The reported nuclear framework is no better. Twelve years of halted enrichment, not elimination, not dismantlement, in exchange for sanctions relief, frozen assets unfrozen, and a U.S. military posture humbled across the Middle East. Iran keeps its centrifuge knowledge. It keeps its infrastructure. It keeps, above all, the lesson it has just learned: that closing the Strait of Hormuz is a more powerful deterrent than any bomb. As one Democratic congressman put it, Washington has handed Tehran a new strategic weapon far more potent than anything enriched uranium could provide.
And Iran knows it. Iranian officials denied that talks were even happening while Trump was publicly announcing their progress. The foreign minister departed Islamabad before American envoys arrived. When Trump claimed Iran "wants to make a deal," Tehran called it a sign that he had backed down "following Iran's firm warning." The Islamic Republic is running diplomatic circles around an administration that governs by social media post and golf resort press conference.

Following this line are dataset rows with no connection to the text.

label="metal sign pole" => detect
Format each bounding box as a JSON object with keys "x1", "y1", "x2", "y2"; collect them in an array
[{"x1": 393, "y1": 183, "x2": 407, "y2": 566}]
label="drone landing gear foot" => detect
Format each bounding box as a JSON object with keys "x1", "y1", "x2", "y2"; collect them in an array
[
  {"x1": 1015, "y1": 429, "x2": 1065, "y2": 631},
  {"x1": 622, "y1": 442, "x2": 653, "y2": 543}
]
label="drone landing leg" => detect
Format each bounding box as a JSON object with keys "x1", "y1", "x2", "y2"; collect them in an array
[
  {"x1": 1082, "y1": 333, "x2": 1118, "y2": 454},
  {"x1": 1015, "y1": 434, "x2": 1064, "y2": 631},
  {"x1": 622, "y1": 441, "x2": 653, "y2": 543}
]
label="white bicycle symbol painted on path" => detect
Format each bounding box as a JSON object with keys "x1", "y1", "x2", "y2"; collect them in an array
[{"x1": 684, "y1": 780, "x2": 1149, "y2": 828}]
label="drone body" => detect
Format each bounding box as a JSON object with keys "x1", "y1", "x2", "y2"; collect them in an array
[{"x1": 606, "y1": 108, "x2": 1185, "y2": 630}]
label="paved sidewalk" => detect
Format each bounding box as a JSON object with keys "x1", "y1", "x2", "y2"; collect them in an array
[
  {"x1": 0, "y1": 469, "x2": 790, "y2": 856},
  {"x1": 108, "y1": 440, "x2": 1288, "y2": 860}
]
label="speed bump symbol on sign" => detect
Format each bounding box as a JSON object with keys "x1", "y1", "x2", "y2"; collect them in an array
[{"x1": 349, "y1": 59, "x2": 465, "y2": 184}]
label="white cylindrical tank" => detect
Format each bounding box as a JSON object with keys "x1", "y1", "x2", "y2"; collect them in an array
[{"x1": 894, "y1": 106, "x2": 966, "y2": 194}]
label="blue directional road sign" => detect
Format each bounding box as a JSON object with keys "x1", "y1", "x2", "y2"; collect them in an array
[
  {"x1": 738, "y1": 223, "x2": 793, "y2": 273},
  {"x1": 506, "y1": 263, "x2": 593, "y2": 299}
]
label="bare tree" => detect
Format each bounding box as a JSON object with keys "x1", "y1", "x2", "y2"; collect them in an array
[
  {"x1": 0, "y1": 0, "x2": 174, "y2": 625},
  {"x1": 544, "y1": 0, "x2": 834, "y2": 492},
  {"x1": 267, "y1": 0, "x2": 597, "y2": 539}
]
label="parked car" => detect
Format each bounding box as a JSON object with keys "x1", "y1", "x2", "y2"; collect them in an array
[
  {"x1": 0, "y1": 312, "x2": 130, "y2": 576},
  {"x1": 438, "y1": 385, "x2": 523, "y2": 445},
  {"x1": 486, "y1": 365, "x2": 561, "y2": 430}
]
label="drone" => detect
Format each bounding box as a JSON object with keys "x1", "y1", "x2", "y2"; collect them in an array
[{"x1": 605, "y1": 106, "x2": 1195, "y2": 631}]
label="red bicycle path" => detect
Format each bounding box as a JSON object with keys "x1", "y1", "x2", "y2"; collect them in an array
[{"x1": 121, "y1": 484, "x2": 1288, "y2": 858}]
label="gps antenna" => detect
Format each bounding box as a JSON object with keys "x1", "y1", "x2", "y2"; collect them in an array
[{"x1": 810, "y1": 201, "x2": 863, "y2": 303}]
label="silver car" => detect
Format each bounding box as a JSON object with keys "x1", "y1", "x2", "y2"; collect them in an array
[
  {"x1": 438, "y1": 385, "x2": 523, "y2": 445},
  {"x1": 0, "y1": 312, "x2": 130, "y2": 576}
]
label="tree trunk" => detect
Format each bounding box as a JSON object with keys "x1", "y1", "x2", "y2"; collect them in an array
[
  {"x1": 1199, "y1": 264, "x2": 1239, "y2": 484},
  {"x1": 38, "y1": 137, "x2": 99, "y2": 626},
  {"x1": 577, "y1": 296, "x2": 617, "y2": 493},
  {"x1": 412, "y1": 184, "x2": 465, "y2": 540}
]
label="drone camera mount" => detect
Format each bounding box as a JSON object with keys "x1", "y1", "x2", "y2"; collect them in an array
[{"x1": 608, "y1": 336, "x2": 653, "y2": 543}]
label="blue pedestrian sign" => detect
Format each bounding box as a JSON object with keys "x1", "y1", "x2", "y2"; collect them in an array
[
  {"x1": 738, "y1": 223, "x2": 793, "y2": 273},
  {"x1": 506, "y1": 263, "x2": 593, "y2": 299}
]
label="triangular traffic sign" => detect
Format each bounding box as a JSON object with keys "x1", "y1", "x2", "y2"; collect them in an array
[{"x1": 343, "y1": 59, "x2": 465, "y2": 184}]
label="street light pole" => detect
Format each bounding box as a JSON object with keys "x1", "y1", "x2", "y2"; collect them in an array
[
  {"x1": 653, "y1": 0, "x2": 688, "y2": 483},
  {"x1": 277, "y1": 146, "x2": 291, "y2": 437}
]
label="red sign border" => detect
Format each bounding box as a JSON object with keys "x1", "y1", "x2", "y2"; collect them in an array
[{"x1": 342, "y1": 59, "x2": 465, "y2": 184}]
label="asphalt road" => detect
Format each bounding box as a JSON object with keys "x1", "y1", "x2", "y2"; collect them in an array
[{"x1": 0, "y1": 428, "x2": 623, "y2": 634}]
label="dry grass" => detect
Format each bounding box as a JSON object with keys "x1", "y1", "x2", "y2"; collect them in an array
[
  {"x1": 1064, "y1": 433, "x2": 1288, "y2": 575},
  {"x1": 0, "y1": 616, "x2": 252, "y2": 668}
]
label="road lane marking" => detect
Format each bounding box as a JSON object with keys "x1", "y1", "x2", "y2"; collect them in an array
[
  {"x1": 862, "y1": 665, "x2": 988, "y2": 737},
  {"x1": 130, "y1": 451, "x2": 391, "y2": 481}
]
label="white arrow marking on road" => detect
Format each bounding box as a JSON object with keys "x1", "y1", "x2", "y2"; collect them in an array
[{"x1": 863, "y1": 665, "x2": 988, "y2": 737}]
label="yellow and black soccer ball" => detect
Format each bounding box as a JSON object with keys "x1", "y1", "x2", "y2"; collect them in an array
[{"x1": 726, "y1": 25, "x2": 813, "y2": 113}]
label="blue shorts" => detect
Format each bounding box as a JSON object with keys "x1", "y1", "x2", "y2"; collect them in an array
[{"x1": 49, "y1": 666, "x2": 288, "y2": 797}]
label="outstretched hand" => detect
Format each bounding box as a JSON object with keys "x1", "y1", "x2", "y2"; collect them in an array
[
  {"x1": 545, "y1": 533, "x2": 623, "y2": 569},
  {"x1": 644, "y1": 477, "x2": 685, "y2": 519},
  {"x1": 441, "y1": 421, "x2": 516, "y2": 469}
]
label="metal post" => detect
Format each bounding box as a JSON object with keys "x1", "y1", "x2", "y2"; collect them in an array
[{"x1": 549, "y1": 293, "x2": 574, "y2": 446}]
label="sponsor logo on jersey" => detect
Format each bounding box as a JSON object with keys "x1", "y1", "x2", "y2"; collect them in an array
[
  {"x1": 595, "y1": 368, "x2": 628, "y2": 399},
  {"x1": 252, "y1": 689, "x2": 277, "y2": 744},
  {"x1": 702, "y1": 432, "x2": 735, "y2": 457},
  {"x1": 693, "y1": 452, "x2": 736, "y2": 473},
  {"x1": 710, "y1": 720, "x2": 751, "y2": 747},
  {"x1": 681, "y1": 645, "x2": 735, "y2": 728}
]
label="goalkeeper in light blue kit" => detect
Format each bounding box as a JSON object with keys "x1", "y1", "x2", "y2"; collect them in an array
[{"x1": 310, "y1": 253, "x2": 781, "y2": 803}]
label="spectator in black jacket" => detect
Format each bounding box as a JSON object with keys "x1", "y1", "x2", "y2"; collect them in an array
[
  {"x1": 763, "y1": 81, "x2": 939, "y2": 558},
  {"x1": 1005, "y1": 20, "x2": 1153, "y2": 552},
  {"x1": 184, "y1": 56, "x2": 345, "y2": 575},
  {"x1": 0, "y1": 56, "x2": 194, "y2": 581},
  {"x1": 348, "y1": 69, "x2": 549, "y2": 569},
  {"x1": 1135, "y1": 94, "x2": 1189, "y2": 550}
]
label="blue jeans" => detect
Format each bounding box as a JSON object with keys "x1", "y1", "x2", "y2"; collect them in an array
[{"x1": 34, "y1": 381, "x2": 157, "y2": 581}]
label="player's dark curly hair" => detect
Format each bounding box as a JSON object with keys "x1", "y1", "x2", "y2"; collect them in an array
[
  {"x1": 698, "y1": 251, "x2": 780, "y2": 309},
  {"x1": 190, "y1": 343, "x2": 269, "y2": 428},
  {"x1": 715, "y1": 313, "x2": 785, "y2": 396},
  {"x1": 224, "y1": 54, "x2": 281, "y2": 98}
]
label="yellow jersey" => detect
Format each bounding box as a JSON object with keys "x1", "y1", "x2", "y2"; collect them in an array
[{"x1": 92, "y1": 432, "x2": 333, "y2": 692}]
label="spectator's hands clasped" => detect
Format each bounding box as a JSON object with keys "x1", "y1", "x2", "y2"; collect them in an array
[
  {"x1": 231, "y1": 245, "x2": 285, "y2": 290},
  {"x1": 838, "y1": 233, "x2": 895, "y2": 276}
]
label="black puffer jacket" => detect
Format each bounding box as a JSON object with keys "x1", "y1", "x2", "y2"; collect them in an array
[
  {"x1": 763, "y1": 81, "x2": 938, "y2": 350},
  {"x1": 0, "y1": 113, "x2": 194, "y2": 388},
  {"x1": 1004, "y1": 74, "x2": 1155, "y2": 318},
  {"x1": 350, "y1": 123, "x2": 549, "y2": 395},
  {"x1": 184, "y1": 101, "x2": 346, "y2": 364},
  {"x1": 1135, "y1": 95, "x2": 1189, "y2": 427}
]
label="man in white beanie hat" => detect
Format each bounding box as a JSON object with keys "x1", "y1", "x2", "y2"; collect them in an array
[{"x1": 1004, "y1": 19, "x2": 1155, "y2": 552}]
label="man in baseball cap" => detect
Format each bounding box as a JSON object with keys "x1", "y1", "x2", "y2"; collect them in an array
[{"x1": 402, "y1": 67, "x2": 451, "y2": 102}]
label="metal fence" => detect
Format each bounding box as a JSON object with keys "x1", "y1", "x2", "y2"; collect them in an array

None of this needed to happen. The Strait of Hormuz was open. Sanctions were biting. Iran's economy was strained. Whatever strategic logic drove the decision to strike was either never articulated clearly or has since evaporated entirely. What remains is a war with no clear victory condition, a global energy market held hostage, and a president who once promised to be the toughest dealmaker on earth now issuing deadlines he has no intention of enforcing.
The art of the deal, it turns out, looks a great deal like the chaos of the amateur, dressed up in capital letters, published at 3am, and defended by spokespeople who carefully clarify that "nothing is final until announced by the President." Which is to say: nothing is real until it isn't.
The world's most important waterway is closed. Oil is above $100. Deadlines come and go like weather. And the president is proposing joint ventures with the country he went to war with.
Which begs a few questions:
Why is so Trump so desperate to end this war?
Has he actually lost his mind completely?
Or has he just lost any control he pruported to hold over Iran?